Previously healthy children are dying from malnutrition in Gaza's main paediatric emergency facility amidst the Israel-Hamas war, marking a grim escalation in the ongoing aid crisis.

Previously healthy children are dying from malnutrition at Gaza's main paediatric emergency facility for the first time since the Israel-Hamas war began, doctors reported this week.The Patients' Friends Hospital in northern Gaza recorded deaths of children with no underlying health conditions last weekend, marking what staff described as a grim escalation in the territory's humanitarian aid crisis.“There are no words in the face of the disaster we are in. Kids are dying before the world,” said Dr Rana Soboh, a nutritionist at the hospital. “There is no uglier and more horrible phase than this.” According to Dr Soboh, parents bring 200 to 300 children daily to the overflowing facility, where patients now stay longer without improvement despite treatment. Previously, many patients recovered despite supply shortages.At least 48 people, including 20 children and 28 adults, have died of causes linked to malnutrition in the past three weeks alone, according to the Hamas-run Gaza Health Ministry. That is in comparison to 10 child deaths from hunger reported in the first five months of 2025. The United Nations has reported similar figures. The World Health Organisation said 21 children under the age of five have died of malnutrition-related causes so far this year.  “Humans are well developed to live with caloric deficits, but only so far,” said Dr John Kahler, Medglobal’s co-founder and a paediatrician who volunteered twice in Gaza during the war. “It appears that we have crossed the line where a segment of the population has reached their limits.” “This is the beginning of a population death spiral,” he said. The World Food Programme estimates nearly 100,000 women and children in Gaza urgently require treatment for malnutrition.
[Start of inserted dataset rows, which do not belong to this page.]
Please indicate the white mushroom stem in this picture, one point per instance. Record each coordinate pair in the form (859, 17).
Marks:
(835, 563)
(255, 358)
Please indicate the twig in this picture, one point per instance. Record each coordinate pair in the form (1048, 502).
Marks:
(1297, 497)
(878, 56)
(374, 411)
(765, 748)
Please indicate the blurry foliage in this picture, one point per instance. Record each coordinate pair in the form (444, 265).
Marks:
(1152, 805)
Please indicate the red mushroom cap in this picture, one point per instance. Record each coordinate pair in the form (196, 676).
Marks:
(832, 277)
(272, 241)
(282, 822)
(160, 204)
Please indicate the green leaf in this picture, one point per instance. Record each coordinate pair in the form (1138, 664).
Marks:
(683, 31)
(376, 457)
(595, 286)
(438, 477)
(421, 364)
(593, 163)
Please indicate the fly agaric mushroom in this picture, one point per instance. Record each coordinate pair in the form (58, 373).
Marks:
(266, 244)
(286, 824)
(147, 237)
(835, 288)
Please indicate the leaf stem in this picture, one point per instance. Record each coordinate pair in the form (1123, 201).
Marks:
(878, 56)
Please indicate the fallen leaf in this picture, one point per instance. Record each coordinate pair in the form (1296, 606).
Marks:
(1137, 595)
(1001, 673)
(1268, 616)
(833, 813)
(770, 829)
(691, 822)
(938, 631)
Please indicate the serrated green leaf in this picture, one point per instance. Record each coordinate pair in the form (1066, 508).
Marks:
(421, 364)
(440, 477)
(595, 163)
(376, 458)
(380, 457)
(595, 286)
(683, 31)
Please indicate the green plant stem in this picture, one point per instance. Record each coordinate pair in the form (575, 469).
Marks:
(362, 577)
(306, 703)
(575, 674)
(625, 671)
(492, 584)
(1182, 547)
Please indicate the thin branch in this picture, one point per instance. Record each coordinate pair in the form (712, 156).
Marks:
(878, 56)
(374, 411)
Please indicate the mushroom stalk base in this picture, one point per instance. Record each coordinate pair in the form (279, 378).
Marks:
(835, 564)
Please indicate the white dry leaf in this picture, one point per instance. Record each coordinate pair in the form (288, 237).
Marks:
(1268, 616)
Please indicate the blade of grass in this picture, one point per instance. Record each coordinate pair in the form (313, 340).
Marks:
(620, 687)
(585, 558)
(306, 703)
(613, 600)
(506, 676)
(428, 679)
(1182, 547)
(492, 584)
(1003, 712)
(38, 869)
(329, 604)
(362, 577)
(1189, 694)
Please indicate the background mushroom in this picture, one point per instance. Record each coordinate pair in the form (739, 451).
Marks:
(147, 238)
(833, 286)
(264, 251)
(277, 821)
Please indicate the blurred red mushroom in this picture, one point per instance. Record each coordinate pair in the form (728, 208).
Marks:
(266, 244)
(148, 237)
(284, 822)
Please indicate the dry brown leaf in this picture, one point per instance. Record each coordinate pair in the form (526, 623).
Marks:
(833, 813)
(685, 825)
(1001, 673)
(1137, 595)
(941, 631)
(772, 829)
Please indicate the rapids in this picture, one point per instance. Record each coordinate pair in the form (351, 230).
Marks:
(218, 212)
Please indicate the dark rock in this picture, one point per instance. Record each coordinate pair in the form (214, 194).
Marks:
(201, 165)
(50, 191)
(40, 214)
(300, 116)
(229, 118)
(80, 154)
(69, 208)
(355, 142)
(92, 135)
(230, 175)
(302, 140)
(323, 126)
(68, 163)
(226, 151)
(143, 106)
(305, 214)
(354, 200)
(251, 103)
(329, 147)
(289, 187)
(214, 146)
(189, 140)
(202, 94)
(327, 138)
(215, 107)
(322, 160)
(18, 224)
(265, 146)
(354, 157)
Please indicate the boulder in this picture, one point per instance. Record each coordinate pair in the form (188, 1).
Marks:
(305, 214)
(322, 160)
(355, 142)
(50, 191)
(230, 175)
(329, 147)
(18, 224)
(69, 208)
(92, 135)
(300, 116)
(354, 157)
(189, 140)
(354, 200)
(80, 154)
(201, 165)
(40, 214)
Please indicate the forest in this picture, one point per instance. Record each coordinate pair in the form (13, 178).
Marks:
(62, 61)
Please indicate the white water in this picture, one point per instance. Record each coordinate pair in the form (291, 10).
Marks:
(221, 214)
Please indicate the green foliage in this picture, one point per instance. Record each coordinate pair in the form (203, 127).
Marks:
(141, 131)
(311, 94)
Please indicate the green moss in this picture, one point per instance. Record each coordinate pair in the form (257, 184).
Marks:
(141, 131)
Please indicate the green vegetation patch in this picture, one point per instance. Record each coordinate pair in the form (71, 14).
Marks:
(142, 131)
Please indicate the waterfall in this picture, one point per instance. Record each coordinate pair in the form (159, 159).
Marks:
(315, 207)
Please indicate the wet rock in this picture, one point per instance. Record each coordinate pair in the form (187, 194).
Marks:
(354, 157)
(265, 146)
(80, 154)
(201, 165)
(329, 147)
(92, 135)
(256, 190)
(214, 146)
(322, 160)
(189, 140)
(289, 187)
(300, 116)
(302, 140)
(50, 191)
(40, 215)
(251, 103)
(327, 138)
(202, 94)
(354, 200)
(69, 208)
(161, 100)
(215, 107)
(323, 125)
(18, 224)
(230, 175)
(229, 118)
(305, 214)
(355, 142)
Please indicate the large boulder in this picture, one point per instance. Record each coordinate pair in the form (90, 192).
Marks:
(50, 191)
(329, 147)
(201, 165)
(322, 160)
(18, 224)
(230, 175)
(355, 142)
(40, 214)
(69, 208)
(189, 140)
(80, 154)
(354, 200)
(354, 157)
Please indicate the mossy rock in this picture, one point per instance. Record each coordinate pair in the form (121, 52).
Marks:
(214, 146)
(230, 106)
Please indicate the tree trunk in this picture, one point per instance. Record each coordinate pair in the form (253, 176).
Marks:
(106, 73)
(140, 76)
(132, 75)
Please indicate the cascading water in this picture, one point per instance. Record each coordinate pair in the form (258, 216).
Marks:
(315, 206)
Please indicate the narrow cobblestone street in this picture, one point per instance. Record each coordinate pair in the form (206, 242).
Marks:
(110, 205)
Medical workers say they have run out of many key therapies and medicines. In January, Israel banned the main UN organisation, UNRWA, from delivering aid, accusing the organisation of not preventing Hamas from infiltrating it without providing evidence. Israel has also accused Hamas of looting aid for war profiteering, which the militant group denies.Speaking at a Security Council meeting on Tuesday, UN Secretary General Antonio Guterres described the situation in Gaza as a "horror show, with a level of death and destruction without parallel in recent times."